Mak was there often, visiting with Basil and mostly ignoring Rhett, which was as it should be. She quickly hardened back into her old prickly self, losing the cuddly nature that had overcome her when Basil turned up alive. Sometimes they nagged at each other, but it was usually in fun, and Rhett loved to listen to them. If the mood was just right, it really was like being in the room with his parents again.
Not long after they’d first been brought down to the medical bay, Basil had told them the story of how he’d survived the psychon and the drop into the bay.
“The bastard broke my fall,” he said. “We hit the water and it might as well have been a brick wall. If my scythes didn’t kill the damn thing, the hit from that water sure bloody did. And I still managed to break my leg.”
Then it was just a matter of getting back to shore, he told them. He had sunk with the psychon, trying to free his blades in case there were more that might come after him but only managed to get the one.
“I took it and doggy-paddled my way to one of the beaches. It was pathetic. After that, I had to limp through half the city to find a door that would get me back aboard the ship.”
Basil told the story with the same cocky air of indifference with which he told pretty much any story about himself. But Rhett sensed an underlying tone, something in the neighborhood of uneasiness. Basil had been afraid. Maybe as much for himself as he had been for Mak. It had certainly been a close call.
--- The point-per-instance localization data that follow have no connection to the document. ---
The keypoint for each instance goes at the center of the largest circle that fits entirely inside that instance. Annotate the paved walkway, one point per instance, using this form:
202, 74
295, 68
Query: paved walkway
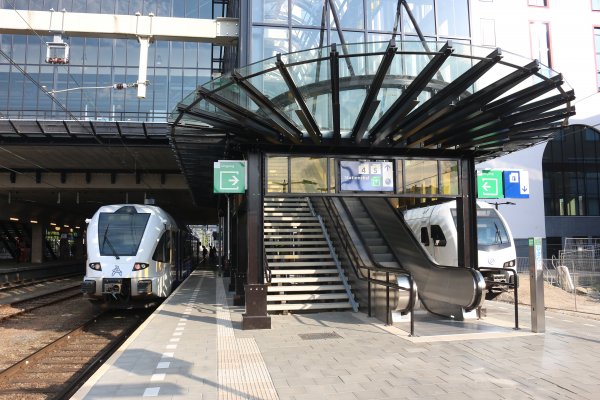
193, 348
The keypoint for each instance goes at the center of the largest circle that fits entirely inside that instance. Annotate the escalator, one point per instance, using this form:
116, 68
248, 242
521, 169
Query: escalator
444, 290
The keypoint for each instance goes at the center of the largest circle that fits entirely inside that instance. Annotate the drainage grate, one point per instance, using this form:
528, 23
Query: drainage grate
318, 336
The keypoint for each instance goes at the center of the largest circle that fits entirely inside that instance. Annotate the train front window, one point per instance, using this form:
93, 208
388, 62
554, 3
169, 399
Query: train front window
121, 234
490, 229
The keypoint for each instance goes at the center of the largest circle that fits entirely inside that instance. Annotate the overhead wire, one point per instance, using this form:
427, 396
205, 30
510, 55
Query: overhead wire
63, 107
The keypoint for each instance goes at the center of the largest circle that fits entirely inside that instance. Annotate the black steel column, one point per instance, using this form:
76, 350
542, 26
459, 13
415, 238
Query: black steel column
256, 316
466, 208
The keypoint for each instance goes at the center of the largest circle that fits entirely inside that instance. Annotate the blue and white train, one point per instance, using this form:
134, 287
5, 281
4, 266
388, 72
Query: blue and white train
436, 228
135, 253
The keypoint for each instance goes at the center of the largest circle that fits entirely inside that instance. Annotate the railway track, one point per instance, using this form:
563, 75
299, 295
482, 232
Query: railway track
58, 369
23, 306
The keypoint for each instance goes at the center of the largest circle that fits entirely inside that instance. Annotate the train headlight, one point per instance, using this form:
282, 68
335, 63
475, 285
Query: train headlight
95, 266
140, 266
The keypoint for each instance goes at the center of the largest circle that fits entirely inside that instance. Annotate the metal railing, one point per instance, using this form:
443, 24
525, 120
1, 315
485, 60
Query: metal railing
572, 283
333, 253
357, 265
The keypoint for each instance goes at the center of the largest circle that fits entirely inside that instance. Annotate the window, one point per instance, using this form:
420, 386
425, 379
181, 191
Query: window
163, 248
438, 237
540, 42
488, 32
597, 43
538, 3
572, 174
424, 236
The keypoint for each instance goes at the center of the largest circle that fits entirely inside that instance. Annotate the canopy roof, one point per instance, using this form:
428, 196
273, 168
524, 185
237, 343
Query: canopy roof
404, 98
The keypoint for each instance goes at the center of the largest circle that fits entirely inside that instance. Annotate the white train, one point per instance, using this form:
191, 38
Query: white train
134, 252
435, 227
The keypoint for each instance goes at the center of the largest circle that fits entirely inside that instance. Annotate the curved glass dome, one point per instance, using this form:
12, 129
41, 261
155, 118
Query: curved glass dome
411, 94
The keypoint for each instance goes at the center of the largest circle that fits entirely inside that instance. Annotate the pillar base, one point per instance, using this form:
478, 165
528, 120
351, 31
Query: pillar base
256, 316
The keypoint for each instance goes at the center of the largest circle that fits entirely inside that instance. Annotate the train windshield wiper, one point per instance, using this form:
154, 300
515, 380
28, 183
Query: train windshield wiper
498, 235
109, 243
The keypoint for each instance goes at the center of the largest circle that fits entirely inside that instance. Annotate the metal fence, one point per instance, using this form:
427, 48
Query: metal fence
572, 280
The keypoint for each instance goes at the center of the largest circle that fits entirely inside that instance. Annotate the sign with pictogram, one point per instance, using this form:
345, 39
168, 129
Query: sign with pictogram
489, 184
229, 176
516, 184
And if Rhett understood anything about what Captain Trier had told him, about the existence of a syllektor after the destruction of their heart, it was that “ghosting out” was the worst possible thing that could happen. An eternity surrounded by memories
that you can’t touch, can’t feel, can’t enjoy, haunting the hollow shell of your lost life. It was worse than a horror story. Because it could happen for real.
At night Rhett and Basil would alternate between playing chess and playing Scrabble. Theo tried to play (according to Basil, Theo was actually a fantastic chess player), but his hands and face were too bandaged up. He was content to just sit and watch, though, usually falling asleep halfway through a game.
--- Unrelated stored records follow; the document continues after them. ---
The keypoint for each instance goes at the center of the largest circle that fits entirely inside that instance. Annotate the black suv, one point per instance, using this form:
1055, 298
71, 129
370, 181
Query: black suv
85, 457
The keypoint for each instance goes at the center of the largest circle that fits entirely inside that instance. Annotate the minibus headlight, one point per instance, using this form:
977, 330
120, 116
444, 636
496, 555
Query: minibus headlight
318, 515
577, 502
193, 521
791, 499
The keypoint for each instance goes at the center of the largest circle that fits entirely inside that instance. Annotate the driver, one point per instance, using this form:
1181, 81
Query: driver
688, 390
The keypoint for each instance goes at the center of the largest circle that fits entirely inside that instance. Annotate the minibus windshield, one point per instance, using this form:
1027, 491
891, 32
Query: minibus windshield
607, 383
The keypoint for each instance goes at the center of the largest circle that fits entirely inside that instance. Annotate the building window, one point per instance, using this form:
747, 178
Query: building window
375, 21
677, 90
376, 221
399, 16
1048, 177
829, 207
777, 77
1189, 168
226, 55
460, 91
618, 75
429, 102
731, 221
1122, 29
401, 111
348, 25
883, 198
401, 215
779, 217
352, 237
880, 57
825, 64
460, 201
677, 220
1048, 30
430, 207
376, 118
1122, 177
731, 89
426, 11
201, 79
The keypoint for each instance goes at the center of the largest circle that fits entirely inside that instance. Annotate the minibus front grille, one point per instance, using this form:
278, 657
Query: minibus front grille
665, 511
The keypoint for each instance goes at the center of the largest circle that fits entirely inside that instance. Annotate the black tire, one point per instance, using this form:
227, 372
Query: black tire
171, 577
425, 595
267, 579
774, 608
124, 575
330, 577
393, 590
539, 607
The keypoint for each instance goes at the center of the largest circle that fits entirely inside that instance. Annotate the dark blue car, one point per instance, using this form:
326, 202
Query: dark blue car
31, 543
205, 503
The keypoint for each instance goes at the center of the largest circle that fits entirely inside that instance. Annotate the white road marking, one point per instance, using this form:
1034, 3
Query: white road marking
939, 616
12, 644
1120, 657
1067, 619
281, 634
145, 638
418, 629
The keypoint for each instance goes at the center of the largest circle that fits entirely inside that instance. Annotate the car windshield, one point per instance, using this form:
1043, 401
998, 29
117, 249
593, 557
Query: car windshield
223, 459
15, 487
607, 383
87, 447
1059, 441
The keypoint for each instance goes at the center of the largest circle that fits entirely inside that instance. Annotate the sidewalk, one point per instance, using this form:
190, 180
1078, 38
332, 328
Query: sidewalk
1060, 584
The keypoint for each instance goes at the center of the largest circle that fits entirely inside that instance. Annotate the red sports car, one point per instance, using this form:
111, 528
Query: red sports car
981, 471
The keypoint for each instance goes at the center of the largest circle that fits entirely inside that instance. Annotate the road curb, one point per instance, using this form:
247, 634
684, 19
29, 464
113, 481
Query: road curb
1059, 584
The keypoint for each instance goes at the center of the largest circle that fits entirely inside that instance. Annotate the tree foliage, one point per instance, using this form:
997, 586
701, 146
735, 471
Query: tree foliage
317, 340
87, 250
Chess had been Basil’s game of choice. “Back when I was a young little mouthbreather,” he said, “I’d play with my sister on a set that we made out of an old crate and some bottlecaps.” Scrabble had been a staple in the Snyder household while Rhett and his parents were alive. His parents even began implementing “Tequila Scrabble” on Saturday nights. Sometimes they’d even let Rhett join in … but with club soda instead of tequila.
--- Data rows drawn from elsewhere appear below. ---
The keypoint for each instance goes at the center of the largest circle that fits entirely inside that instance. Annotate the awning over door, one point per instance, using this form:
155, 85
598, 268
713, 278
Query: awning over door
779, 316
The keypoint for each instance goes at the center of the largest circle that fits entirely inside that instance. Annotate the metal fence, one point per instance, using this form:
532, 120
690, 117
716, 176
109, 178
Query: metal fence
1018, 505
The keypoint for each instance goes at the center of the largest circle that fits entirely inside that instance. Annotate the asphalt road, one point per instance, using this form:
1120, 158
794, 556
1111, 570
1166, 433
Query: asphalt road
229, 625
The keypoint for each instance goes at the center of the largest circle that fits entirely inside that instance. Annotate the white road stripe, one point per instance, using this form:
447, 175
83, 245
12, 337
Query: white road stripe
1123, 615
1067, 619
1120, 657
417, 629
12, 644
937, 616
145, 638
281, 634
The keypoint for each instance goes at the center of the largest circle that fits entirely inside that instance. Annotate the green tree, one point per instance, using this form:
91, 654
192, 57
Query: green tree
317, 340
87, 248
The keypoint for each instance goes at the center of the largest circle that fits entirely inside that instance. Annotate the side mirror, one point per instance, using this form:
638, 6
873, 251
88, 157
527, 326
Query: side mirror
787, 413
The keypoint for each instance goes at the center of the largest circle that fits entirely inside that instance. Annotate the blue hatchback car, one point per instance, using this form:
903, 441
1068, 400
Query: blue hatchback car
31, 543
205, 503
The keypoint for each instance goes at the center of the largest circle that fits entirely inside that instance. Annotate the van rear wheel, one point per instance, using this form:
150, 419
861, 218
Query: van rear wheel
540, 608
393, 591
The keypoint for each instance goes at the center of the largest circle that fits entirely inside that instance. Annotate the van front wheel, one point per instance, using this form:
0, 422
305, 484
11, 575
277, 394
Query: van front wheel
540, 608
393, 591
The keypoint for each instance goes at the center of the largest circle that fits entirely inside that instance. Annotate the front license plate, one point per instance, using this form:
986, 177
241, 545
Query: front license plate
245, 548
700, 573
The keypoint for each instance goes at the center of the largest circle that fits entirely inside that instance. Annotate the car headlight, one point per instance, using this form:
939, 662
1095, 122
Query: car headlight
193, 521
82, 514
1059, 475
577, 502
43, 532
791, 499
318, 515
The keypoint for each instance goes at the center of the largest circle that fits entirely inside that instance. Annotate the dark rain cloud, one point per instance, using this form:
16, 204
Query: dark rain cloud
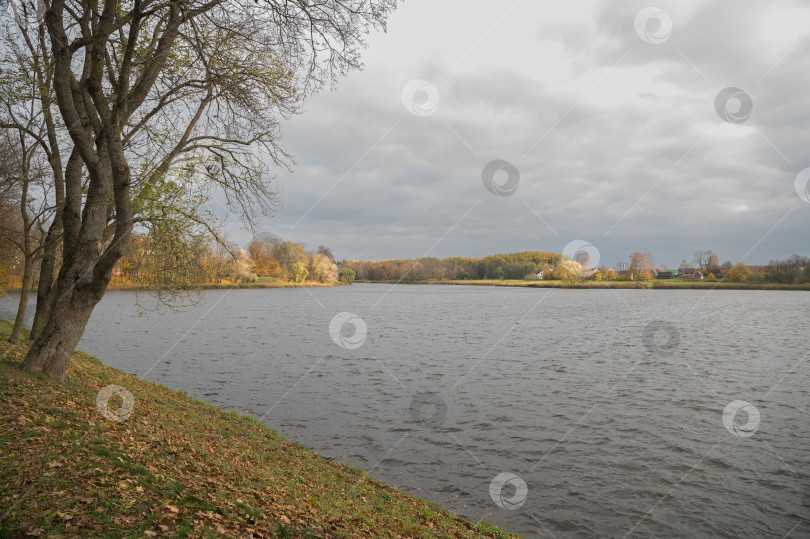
621, 145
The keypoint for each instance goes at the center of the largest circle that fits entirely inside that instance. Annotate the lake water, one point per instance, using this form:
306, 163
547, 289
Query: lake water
607, 429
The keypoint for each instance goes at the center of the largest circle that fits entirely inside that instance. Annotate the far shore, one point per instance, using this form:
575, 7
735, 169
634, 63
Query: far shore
640, 285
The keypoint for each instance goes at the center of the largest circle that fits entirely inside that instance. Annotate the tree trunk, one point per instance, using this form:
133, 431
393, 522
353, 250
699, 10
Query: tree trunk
16, 332
46, 292
51, 351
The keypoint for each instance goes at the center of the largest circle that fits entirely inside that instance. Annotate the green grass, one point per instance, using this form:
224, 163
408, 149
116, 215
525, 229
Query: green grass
177, 468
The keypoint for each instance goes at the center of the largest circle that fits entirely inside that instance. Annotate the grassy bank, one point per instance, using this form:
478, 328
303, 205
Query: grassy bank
176, 468
657, 284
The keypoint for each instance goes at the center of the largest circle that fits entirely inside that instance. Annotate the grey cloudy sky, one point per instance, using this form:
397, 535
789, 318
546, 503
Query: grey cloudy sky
606, 112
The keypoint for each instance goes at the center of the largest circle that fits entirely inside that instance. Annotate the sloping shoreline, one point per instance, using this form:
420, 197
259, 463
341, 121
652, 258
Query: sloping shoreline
177, 467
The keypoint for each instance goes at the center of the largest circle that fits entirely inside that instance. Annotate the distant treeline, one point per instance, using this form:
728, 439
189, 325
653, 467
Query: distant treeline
530, 265
507, 266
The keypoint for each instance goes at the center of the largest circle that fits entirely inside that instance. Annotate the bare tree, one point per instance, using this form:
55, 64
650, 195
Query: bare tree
167, 101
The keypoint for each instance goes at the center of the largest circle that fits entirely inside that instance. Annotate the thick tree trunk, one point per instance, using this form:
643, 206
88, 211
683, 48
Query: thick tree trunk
51, 351
46, 292
16, 332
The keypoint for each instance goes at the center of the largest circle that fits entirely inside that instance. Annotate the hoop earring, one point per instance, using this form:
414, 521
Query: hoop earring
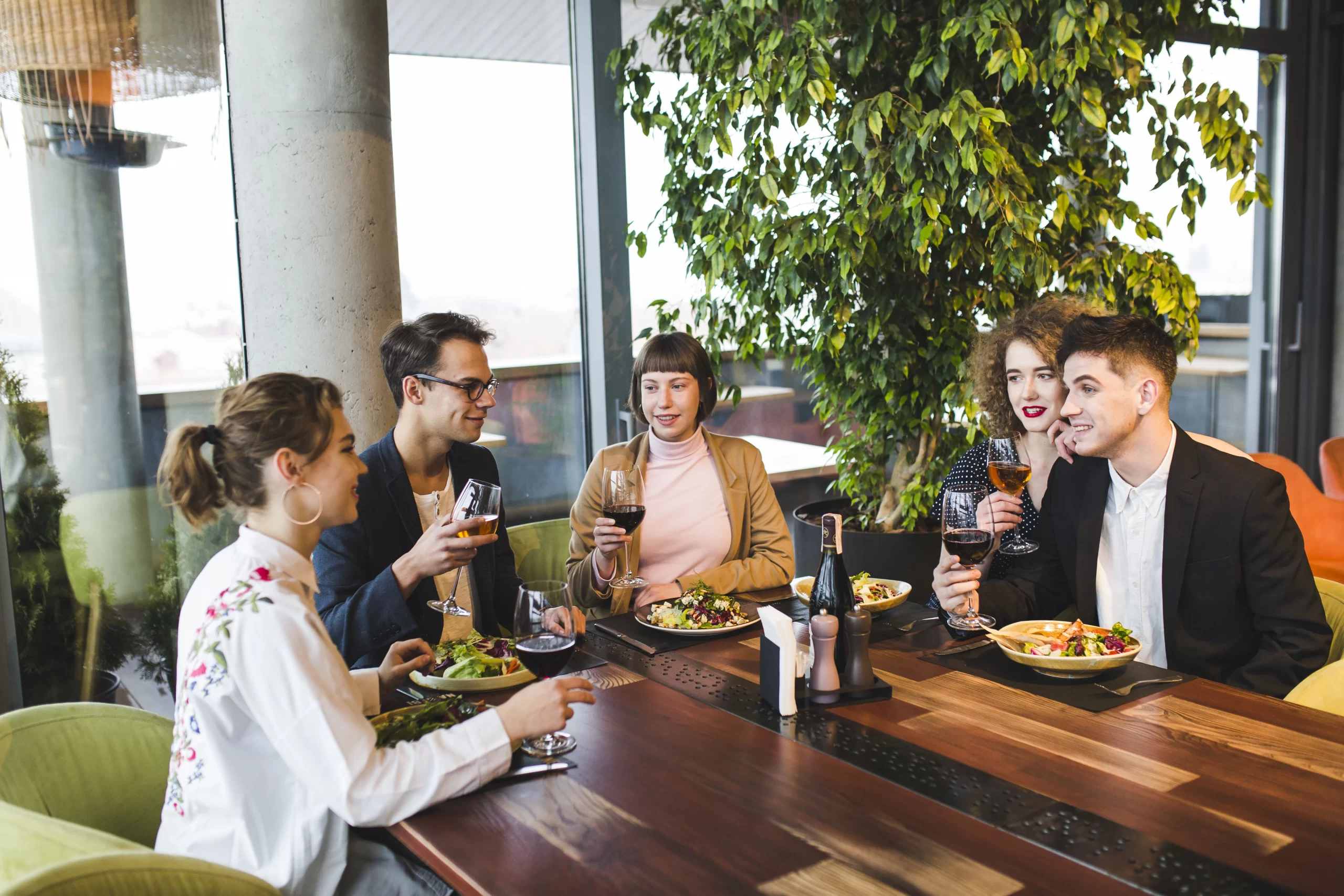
286, 511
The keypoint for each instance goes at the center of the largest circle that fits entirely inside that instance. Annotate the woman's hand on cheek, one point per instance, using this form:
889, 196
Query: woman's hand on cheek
656, 593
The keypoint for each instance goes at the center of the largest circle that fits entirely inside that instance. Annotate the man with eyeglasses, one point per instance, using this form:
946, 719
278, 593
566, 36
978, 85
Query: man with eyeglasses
378, 574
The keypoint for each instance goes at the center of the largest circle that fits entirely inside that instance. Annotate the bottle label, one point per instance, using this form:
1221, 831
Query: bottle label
831, 532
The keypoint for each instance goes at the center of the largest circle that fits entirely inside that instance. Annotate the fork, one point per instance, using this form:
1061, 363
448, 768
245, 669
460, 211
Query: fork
1124, 691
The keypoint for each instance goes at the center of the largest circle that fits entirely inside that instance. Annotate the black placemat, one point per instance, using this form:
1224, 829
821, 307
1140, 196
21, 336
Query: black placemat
885, 625
658, 641
991, 664
580, 661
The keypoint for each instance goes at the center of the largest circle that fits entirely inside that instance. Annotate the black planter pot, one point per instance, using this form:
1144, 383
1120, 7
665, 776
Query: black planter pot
908, 556
105, 687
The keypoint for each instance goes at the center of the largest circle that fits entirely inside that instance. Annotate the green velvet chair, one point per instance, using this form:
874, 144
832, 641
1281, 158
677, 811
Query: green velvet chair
541, 549
1332, 601
81, 789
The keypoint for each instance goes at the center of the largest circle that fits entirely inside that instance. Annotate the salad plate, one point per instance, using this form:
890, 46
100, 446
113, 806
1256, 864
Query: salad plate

Over those games, Rhett told Basil and Theo about his parents, about the accident, about how guilty he felt for causing it. About how he sometimes hated himself, both for the accident and for the guilt, not knowing which was the right way to feel.
Basil nodded. “The hating yourself part is the hardest thing to get over, isn’t it?” he said. “You just feel like you could have been so much better. Ha-ha! Triple Word Score!” And he went on as if he hadn’t said anything at all.
* * *
One night Mak poked her head through the door, eyebrows raised in question. She found Rhett and held his gaze.
“Basil’s asleep,” Rhett said quietly. “Although what we’re listening to is either his snoring or the mating call of a hippopotamus. It’s hard to tell the difference.”
She stepped into the room with a tiny smile on her face, and Rhett felt a little firework of pride go off inside him—it wasn’t often that he got a smile out of any of them.